# Please help me.



## Matt3238 (May 25, 2013)

Hello guys, my name is Matt an I am a sophomore in high school, I am 16 and am in need of a new golf set. I have done lots of research and came to the conclusion that the Taylor made rbz would be the way to go even though they are more expensive then most other brands. Next spring I should be playing varsity golf for my school and I need a newer better fitting set than what I have which ive had since I was 13. Now I am in no terms a good golfer but I can hit the ball very solid and have a monster drive(260+ yards). Today I went with my parents to look at getting some new clubs and tryed a bunch of different irons out on the virtual range. I came to the conclusion that the Wilson ci11's for 400$ were my second favorite and the taylormade rbz's were the best clubs for 500$. They were both steel shafts and were 7 clubs in each set.
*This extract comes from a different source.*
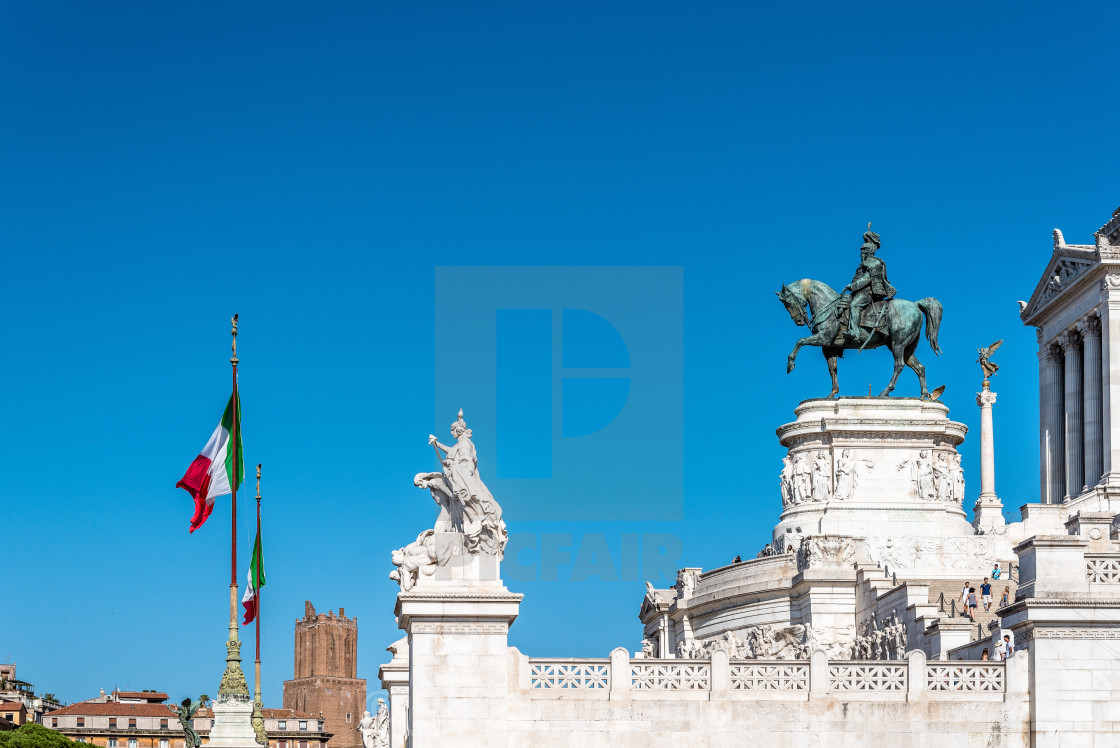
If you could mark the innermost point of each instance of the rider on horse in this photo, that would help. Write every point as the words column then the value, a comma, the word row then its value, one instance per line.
column 869, row 284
What should I do? My dad doesn't want to spend 500$ for a set of irons because I also need a new driver and 3 wood and putter and such, he doesn't think that for my age and skill level that he should spend that much money. I just really think the Taylor mades are so much better, more power and forgiveness and other stuff. What should I do, get the rocketballz or the ci11's? Thank you guys for any help you can give me!


----------



## stevel1017 (Apr 30, 2007)

Hi Matt, and welcome
Unfortunately budget constraints are a part of every ones lives.
I suggest you get with your Dad and decide how much you have to spend, and then get the best clubs for you with in that amount.
Good luck!!!


----------



## Matt3238 (May 25, 2013)

stevel1017 said:


> Hi Matt, and welcome
> Unfortunately budget constraints are a part of every ones lives.
> I suggest you get with your Dad and decide how much you have to spend, and then get the best clubs for you with in that amount.
> Good luck!!!


Thank you, I decided to get a new set of taylormade burner 2.0 for $299 and to continue looking at drivers and fairway woods


----------



## Surtees (Sep 11, 2007)

nice choice my tip here is to make sure you get fitted for them don't just buy them off the shelf. You will notice the difference!


----------



## edricwage (Jan 15, 2013)

*California Golf*



Matt3238 said:


> Thank you, I decided to get a new set of taylormade burner 2.0 for $299 and to continue looking at drivers and fairway woods


That's good Matt! You already bought what's on your heart. $299 is not that bad. Just keep on practicing with your driver,I know you'll do good. :thumbsup:


----------